Other recognisable victims on Skelton’s ledger include Michael Holden, Julius Francis, Bob Mirovic, Keith Long, Fabio Moli, Mark Krence and John McDermott, whom he beat in 79 seconds in 2005 – the fastest-ever finish in a British heavyweight title fight.

But while Skelton insists “I don’t live with regrets”, the 55-year-old can’t help but wonder how he might have fit in to today’s heavyweight picture.

“AJ [Anthony Joshua], Tyson Fury, Deontay Wilder, [Oleksandr] Usyk – what a great time for heavyweight boxing; the scene is fabulous,” he says. “I wish I was a part of it.”

The closest he got to it was a thumping at the hands of a young Joshua in 2014 in what was AJ’s seventh pro bout, and Skelton’s last. By then he was 47 and offered little more than a big name for Joshua to decorate his early résumé with.

He gave it a solid try – didn’t he always? – but it went exactly the way you’d expect when matching a rising star with an ageing, inactive ex-champ. Skelton was stopped in two rounds.
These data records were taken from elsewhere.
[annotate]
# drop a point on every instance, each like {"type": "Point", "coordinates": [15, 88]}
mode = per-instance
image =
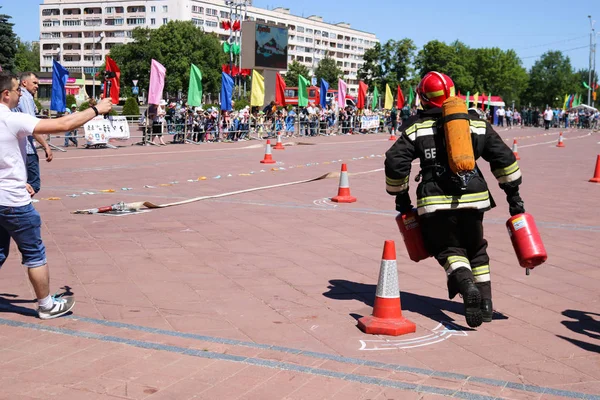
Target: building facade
{"type": "Point", "coordinates": [79, 34]}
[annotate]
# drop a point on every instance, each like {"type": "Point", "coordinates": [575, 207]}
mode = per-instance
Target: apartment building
{"type": "Point", "coordinates": [79, 34]}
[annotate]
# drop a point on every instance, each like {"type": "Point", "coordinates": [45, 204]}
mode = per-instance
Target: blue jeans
{"type": "Point", "coordinates": [23, 225]}
{"type": "Point", "coordinates": [33, 171]}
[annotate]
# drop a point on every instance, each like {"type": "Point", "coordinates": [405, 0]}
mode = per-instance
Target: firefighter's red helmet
{"type": "Point", "coordinates": [434, 88]}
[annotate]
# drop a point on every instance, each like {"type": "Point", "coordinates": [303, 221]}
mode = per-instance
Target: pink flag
{"type": "Point", "coordinates": [342, 87]}
{"type": "Point", "coordinates": [157, 82]}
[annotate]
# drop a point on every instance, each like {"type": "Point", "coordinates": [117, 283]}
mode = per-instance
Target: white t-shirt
{"type": "Point", "coordinates": [14, 129]}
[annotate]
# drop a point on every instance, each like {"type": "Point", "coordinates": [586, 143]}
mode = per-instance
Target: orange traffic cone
{"type": "Point", "coordinates": [387, 316]}
{"type": "Point", "coordinates": [560, 142]}
{"type": "Point", "coordinates": [596, 178]}
{"type": "Point", "coordinates": [344, 188]}
{"type": "Point", "coordinates": [268, 157]}
{"type": "Point", "coordinates": [516, 149]}
{"type": "Point", "coordinates": [279, 144]}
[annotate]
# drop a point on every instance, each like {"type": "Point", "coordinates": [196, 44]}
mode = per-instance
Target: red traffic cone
{"type": "Point", "coordinates": [268, 157]}
{"type": "Point", "coordinates": [344, 188]}
{"type": "Point", "coordinates": [279, 144]}
{"type": "Point", "coordinates": [387, 316]}
{"type": "Point", "coordinates": [596, 178]}
{"type": "Point", "coordinates": [516, 149]}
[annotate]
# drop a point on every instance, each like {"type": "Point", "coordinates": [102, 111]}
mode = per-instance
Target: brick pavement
{"type": "Point", "coordinates": [256, 296]}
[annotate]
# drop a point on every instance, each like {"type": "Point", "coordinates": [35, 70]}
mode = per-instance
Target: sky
{"type": "Point", "coordinates": [530, 27]}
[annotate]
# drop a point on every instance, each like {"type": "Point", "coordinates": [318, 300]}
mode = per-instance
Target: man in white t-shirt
{"type": "Point", "coordinates": [18, 219]}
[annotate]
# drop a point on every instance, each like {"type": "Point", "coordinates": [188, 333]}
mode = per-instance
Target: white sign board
{"type": "Point", "coordinates": [99, 130]}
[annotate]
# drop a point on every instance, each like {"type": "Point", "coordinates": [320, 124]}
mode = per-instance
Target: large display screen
{"type": "Point", "coordinates": [271, 47]}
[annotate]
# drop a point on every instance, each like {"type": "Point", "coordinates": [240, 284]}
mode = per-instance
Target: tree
{"type": "Point", "coordinates": [295, 69]}
{"type": "Point", "coordinates": [27, 57]}
{"type": "Point", "coordinates": [329, 71]}
{"type": "Point", "coordinates": [550, 78]}
{"type": "Point", "coordinates": [8, 43]}
{"type": "Point", "coordinates": [175, 45]}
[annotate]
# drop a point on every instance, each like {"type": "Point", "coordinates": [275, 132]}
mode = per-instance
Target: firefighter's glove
{"type": "Point", "coordinates": [515, 204]}
{"type": "Point", "coordinates": [403, 203]}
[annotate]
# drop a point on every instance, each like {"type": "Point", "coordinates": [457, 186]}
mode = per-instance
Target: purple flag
{"type": "Point", "coordinates": [342, 87]}
{"type": "Point", "coordinates": [157, 82]}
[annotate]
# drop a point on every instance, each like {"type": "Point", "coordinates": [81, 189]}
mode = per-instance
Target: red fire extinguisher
{"type": "Point", "coordinates": [526, 241]}
{"type": "Point", "coordinates": [413, 238]}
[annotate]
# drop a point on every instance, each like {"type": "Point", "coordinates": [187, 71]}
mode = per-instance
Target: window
{"type": "Point", "coordinates": [136, 21]}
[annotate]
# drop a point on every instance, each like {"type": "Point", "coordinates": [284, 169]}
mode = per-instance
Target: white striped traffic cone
{"type": "Point", "coordinates": [279, 144]}
{"type": "Point", "coordinates": [268, 157]}
{"type": "Point", "coordinates": [516, 149]}
{"type": "Point", "coordinates": [387, 316]}
{"type": "Point", "coordinates": [344, 188]}
{"type": "Point", "coordinates": [560, 142]}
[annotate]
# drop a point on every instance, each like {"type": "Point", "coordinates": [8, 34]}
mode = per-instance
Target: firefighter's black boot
{"type": "Point", "coordinates": [461, 281]}
{"type": "Point", "coordinates": [487, 311]}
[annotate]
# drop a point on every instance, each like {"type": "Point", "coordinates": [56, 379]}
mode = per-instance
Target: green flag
{"type": "Point", "coordinates": [195, 88]}
{"type": "Point", "coordinates": [303, 85]}
{"type": "Point", "coordinates": [375, 98]}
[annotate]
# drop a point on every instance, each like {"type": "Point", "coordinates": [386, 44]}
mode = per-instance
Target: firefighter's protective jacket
{"type": "Point", "coordinates": [422, 136]}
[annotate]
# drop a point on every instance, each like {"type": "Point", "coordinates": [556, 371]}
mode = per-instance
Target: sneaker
{"type": "Point", "coordinates": [472, 300]}
{"type": "Point", "coordinates": [62, 305]}
{"type": "Point", "coordinates": [487, 310]}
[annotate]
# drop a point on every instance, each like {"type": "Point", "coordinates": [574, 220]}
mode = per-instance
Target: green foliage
{"type": "Point", "coordinates": [175, 45]}
{"type": "Point", "coordinates": [27, 57]}
{"type": "Point", "coordinates": [550, 78]}
{"type": "Point", "coordinates": [8, 43]}
{"type": "Point", "coordinates": [131, 107]}
{"type": "Point", "coordinates": [329, 71]}
{"type": "Point", "coordinates": [295, 69]}
{"type": "Point", "coordinates": [70, 101]}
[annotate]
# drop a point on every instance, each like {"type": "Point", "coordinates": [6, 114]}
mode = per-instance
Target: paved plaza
{"type": "Point", "coordinates": [256, 295]}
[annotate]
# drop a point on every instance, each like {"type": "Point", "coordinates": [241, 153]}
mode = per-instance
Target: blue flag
{"type": "Point", "coordinates": [324, 88]}
{"type": "Point", "coordinates": [58, 96]}
{"type": "Point", "coordinates": [226, 91]}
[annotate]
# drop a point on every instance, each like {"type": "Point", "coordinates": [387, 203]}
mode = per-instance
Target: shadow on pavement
{"type": "Point", "coordinates": [584, 324]}
{"type": "Point", "coordinates": [431, 307]}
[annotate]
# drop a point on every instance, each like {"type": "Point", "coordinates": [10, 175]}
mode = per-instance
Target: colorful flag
{"type": "Point", "coordinates": [362, 95]}
{"type": "Point", "coordinates": [195, 87]}
{"type": "Point", "coordinates": [411, 97]}
{"type": "Point", "coordinates": [226, 91]}
{"type": "Point", "coordinates": [375, 101]}
{"type": "Point", "coordinates": [115, 83]}
{"type": "Point", "coordinates": [389, 98]}
{"type": "Point", "coordinates": [279, 90]}
{"type": "Point", "coordinates": [303, 85]}
{"type": "Point", "coordinates": [342, 88]}
{"type": "Point", "coordinates": [257, 94]}
{"type": "Point", "coordinates": [58, 96]}
{"type": "Point", "coordinates": [157, 82]}
{"type": "Point", "coordinates": [399, 98]}
{"type": "Point", "coordinates": [324, 89]}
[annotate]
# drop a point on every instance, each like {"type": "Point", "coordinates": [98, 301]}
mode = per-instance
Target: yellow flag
{"type": "Point", "coordinates": [389, 98]}
{"type": "Point", "coordinates": [257, 95]}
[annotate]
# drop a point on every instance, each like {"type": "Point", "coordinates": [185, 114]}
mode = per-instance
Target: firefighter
{"type": "Point", "coordinates": [451, 206]}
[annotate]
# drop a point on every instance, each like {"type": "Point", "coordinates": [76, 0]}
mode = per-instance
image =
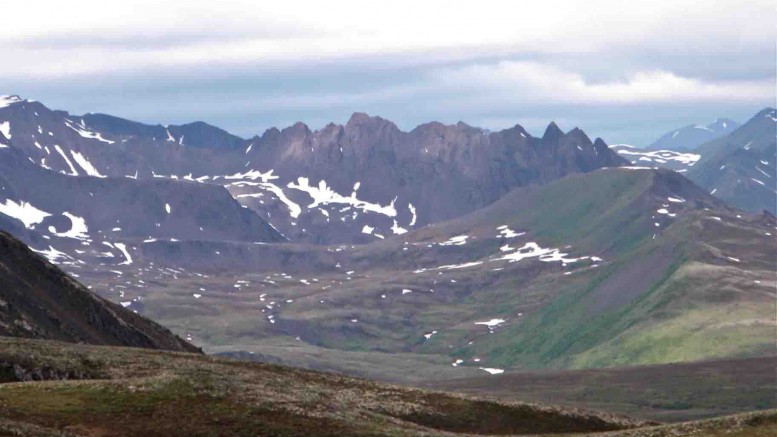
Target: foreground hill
{"type": "Point", "coordinates": [141, 392]}
{"type": "Point", "coordinates": [38, 300]}
{"type": "Point", "coordinates": [665, 393]}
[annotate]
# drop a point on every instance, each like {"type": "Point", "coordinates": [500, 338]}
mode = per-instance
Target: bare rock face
{"type": "Point", "coordinates": [325, 186]}
{"type": "Point", "coordinates": [38, 300]}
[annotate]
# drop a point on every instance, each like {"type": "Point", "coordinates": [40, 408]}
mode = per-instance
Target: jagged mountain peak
{"type": "Point", "coordinates": [552, 132]}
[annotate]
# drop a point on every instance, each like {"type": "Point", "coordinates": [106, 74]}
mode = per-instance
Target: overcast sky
{"type": "Point", "coordinates": [623, 71]}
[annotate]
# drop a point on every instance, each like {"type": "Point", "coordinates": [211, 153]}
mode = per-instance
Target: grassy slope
{"type": "Point", "coordinates": [143, 392]}
{"type": "Point", "coordinates": [634, 308]}
{"type": "Point", "coordinates": [665, 393]}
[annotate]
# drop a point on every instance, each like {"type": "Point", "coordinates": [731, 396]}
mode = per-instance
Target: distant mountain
{"type": "Point", "coordinates": [38, 300]}
{"type": "Point", "coordinates": [618, 266]}
{"type": "Point", "coordinates": [669, 159]}
{"type": "Point", "coordinates": [95, 221]}
{"type": "Point", "coordinates": [351, 183]}
{"type": "Point", "coordinates": [740, 167]}
{"type": "Point", "coordinates": [689, 137]}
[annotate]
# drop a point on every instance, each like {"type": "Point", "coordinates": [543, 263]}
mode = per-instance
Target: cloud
{"type": "Point", "coordinates": [88, 37]}
{"type": "Point", "coordinates": [532, 82]}
{"type": "Point", "coordinates": [627, 69]}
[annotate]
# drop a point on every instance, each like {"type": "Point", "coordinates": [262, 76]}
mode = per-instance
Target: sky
{"type": "Point", "coordinates": [624, 71]}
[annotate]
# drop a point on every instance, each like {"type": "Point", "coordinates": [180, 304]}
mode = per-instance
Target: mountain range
{"type": "Point", "coordinates": [736, 163]}
{"type": "Point", "coordinates": [690, 137]}
{"type": "Point", "coordinates": [360, 243]}
{"type": "Point", "coordinates": [446, 256]}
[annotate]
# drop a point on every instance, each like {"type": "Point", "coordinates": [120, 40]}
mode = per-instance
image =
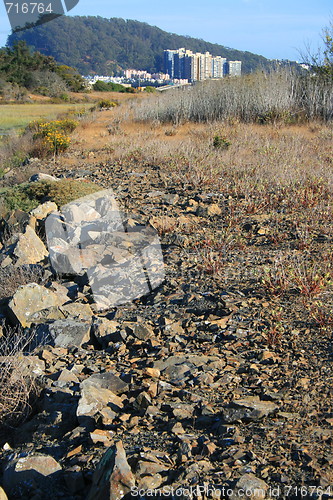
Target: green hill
{"type": "Point", "coordinates": [103, 46]}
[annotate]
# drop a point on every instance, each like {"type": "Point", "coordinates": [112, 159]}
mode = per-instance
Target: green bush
{"type": "Point", "coordinates": [105, 103]}
{"type": "Point", "coordinates": [220, 142]}
{"type": "Point", "coordinates": [26, 197]}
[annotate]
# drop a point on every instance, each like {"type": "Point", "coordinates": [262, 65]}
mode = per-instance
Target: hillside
{"type": "Point", "coordinates": [103, 46]}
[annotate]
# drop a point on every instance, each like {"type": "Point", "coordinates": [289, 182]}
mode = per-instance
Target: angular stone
{"type": "Point", "coordinates": [42, 177]}
{"type": "Point", "coordinates": [106, 380]}
{"type": "Point", "coordinates": [43, 210]}
{"type": "Point", "coordinates": [33, 468]}
{"type": "Point", "coordinates": [251, 487]}
{"type": "Point", "coordinates": [29, 248]}
{"type": "Point", "coordinates": [3, 495]}
{"type": "Point", "coordinates": [29, 299]}
{"type": "Point", "coordinates": [69, 332]}
{"type": "Point", "coordinates": [249, 409]}
{"type": "Point", "coordinates": [104, 330]}
{"type": "Point", "coordinates": [93, 400]}
{"type": "Point", "coordinates": [140, 331]}
{"type": "Point", "coordinates": [258, 408]}
{"type": "Point", "coordinates": [113, 478]}
{"type": "Point", "coordinates": [76, 310]}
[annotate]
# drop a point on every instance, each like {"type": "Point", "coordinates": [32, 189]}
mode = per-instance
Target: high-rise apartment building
{"type": "Point", "coordinates": [184, 64]}
{"type": "Point", "coordinates": [234, 68]}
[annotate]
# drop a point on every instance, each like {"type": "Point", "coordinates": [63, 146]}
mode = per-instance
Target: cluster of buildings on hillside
{"type": "Point", "coordinates": [184, 64]}
{"type": "Point", "coordinates": [181, 67]}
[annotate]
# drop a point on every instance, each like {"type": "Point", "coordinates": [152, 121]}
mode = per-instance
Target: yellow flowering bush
{"type": "Point", "coordinates": [52, 135]}
{"type": "Point", "coordinates": [57, 141]}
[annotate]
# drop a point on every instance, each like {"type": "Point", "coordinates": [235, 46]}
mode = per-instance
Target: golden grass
{"type": "Point", "coordinates": [15, 116]}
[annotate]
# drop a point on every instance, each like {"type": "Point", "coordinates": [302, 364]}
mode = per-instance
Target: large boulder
{"type": "Point", "coordinates": [29, 248]}
{"type": "Point", "coordinates": [29, 472]}
{"type": "Point", "coordinates": [43, 210]}
{"type": "Point", "coordinates": [113, 478]}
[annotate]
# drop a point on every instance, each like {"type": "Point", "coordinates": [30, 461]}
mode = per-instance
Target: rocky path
{"type": "Point", "coordinates": [179, 392]}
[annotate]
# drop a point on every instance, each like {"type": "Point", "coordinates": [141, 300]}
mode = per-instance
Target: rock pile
{"type": "Point", "coordinates": [175, 390]}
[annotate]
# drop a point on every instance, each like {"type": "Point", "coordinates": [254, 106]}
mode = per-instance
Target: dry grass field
{"type": "Point", "coordinates": [239, 334]}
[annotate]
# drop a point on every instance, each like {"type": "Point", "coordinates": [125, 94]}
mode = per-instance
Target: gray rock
{"type": "Point", "coordinates": [68, 332]}
{"type": "Point", "coordinates": [43, 210]}
{"type": "Point", "coordinates": [93, 400]}
{"type": "Point", "coordinates": [104, 330]}
{"type": "Point", "coordinates": [29, 248]}
{"type": "Point", "coordinates": [29, 299]}
{"type": "Point", "coordinates": [251, 487]}
{"type": "Point", "coordinates": [106, 380]}
{"type": "Point", "coordinates": [113, 478]}
{"type": "Point", "coordinates": [250, 409]}
{"type": "Point", "coordinates": [42, 177]}
{"type": "Point", "coordinates": [31, 470]}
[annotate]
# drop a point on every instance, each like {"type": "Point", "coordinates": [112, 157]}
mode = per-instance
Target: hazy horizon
{"type": "Point", "coordinates": [276, 31]}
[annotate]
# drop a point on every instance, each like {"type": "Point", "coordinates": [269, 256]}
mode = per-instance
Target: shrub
{"type": "Point", "coordinates": [17, 383]}
{"type": "Point", "coordinates": [57, 142]}
{"type": "Point", "coordinates": [11, 277]}
{"type": "Point", "coordinates": [280, 95]}
{"type": "Point", "coordinates": [106, 104]}
{"type": "Point", "coordinates": [16, 198]}
{"type": "Point", "coordinates": [67, 190]}
{"type": "Point", "coordinates": [26, 197]}
{"type": "Point", "coordinates": [53, 135]}
{"type": "Point", "coordinates": [220, 142]}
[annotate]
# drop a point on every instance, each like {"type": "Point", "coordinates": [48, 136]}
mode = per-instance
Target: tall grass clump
{"type": "Point", "coordinates": [18, 385]}
{"type": "Point", "coordinates": [281, 94]}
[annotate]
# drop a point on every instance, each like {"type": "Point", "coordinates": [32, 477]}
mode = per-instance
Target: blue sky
{"type": "Point", "coordinates": [273, 28]}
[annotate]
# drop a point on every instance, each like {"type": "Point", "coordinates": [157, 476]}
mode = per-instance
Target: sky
{"type": "Point", "coordinates": [276, 29]}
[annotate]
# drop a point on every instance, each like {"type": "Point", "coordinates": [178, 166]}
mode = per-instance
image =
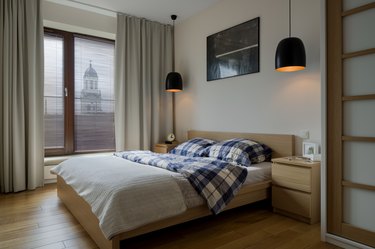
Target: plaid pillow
{"type": "Point", "coordinates": [240, 151]}
{"type": "Point", "coordinates": [194, 147]}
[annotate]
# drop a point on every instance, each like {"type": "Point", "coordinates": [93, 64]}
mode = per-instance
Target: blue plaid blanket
{"type": "Point", "coordinates": [216, 181]}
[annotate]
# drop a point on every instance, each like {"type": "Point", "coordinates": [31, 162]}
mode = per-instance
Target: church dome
{"type": "Point", "coordinates": [90, 72]}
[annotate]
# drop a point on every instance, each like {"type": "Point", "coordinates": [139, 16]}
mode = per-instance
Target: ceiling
{"type": "Point", "coordinates": [155, 10]}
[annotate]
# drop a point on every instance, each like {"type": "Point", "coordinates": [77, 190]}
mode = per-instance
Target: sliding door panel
{"type": "Point", "coordinates": [351, 4]}
{"type": "Point", "coordinates": [358, 204]}
{"type": "Point", "coordinates": [357, 31]}
{"type": "Point", "coordinates": [359, 75]}
{"type": "Point", "coordinates": [359, 118]}
{"type": "Point", "coordinates": [358, 166]}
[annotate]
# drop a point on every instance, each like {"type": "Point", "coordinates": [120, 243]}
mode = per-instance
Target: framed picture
{"type": "Point", "coordinates": [234, 51]}
{"type": "Point", "coordinates": [309, 149]}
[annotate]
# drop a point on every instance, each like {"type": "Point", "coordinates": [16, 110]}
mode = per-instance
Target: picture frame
{"type": "Point", "coordinates": [310, 149]}
{"type": "Point", "coordinates": [234, 51]}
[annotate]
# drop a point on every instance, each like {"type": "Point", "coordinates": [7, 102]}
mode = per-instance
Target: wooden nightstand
{"type": "Point", "coordinates": [296, 188]}
{"type": "Point", "coordinates": [163, 148]}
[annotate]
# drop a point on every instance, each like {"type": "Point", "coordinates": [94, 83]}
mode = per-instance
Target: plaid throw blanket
{"type": "Point", "coordinates": [216, 181]}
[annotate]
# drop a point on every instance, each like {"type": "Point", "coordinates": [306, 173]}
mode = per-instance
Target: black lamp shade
{"type": "Point", "coordinates": [290, 55]}
{"type": "Point", "coordinates": [173, 83]}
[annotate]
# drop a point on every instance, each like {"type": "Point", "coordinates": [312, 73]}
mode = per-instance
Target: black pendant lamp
{"type": "Point", "coordinates": [290, 53]}
{"type": "Point", "coordinates": [173, 83]}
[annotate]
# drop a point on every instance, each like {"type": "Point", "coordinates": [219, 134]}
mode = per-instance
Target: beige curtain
{"type": "Point", "coordinates": [21, 95]}
{"type": "Point", "coordinates": [143, 114]}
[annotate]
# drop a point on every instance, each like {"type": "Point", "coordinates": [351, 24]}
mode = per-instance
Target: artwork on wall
{"type": "Point", "coordinates": [234, 51]}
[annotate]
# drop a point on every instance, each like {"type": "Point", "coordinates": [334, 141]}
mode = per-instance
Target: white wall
{"type": "Point", "coordinates": [264, 102]}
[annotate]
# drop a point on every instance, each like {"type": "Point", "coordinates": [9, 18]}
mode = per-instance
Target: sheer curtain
{"type": "Point", "coordinates": [143, 111]}
{"type": "Point", "coordinates": [21, 95]}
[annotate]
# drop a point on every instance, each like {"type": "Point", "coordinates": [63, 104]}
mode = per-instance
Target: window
{"type": "Point", "coordinates": [78, 93]}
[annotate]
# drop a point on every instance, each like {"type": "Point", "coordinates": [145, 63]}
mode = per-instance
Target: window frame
{"type": "Point", "coordinates": [68, 63]}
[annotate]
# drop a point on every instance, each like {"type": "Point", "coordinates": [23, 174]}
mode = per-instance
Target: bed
{"type": "Point", "coordinates": [281, 145]}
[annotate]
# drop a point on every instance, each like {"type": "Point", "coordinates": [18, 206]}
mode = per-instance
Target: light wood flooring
{"type": "Point", "coordinates": [38, 219]}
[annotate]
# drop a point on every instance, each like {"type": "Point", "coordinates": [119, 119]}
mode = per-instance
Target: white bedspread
{"type": "Point", "coordinates": [122, 194]}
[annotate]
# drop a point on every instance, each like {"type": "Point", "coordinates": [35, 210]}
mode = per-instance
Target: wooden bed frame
{"type": "Point", "coordinates": [281, 145]}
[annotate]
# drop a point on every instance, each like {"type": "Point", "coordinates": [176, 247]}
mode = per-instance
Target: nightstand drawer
{"type": "Point", "coordinates": [293, 177]}
{"type": "Point", "coordinates": [291, 201]}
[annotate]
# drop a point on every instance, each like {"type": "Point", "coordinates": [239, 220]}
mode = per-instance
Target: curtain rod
{"type": "Point", "coordinates": [109, 10]}
{"type": "Point", "coordinates": [97, 7]}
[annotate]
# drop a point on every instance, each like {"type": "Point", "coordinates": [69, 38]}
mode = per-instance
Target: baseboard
{"type": "Point", "coordinates": [345, 243]}
{"type": "Point", "coordinates": [49, 181]}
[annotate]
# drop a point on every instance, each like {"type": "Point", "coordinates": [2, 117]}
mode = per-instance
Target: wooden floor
{"type": "Point", "coordinates": [38, 219]}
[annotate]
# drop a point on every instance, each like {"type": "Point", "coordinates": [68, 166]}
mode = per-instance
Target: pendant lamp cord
{"type": "Point", "coordinates": [290, 20]}
{"type": "Point", "coordinates": [173, 19]}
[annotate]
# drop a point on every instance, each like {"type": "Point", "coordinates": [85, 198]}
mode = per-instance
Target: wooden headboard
{"type": "Point", "coordinates": [281, 145]}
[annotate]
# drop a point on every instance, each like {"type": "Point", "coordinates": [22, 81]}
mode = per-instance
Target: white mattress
{"type": "Point", "coordinates": [256, 173]}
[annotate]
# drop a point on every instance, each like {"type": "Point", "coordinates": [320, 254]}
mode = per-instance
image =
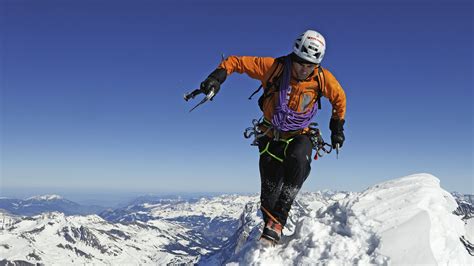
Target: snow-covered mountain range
{"type": "Point", "coordinates": [46, 203]}
{"type": "Point", "coordinates": [409, 220]}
“That was it for me,” he says. “I didn’t want to do it anymore, didn’t want to become a joke. I still had my faculties, my speech wasn’t slurred. Of course, I still loved the sport and could have carried on, but I had to be realistic. Enough’s enough.”

He’d given more than enough – and he continues to do so. Since retiring, Skelton has set up a boxing gym and busied himself with charity work. The gym is a small, no-frills affair in Bedford called Ring & Road Fitness – a “spit and sawdust gym”, as he calls it.

“We do some boxing technique, fitness, some white collar, a bit of MMA. It’s old school, it’s not making loads of money, but it’s a community thing, and that’s important.”

As is Skelton’s charity work for the Amicus Trust, which helps the homeless and those at risk of homelessness.

“[After boxing] I did NVQs in health and social care,” he says. “I’d done a few talks in prisons, with gang members and young offenders. Then my sister, who’s a housing manager with Amicus, said come and work with us.

“I thought that sounded like my kind of remit. I get to help the homeless, offenders, veterans, young people with drug-related issues; get them rehomed, help them move on and become independent, get them into society. I look after a nine-bedroom property housing ex-servicemen. It can be quite challenging, but it’s rewarding.”

In other words, Skelton again found himself concerned for the wellbeing of others. But, unlike that night against Vidoz, when he realised such concern marked a turning point in his fighting life, it can only be a positive.

Vidoz was able to fight another day, thanks to Skelton’s compassion. Now, many others can say the same, too.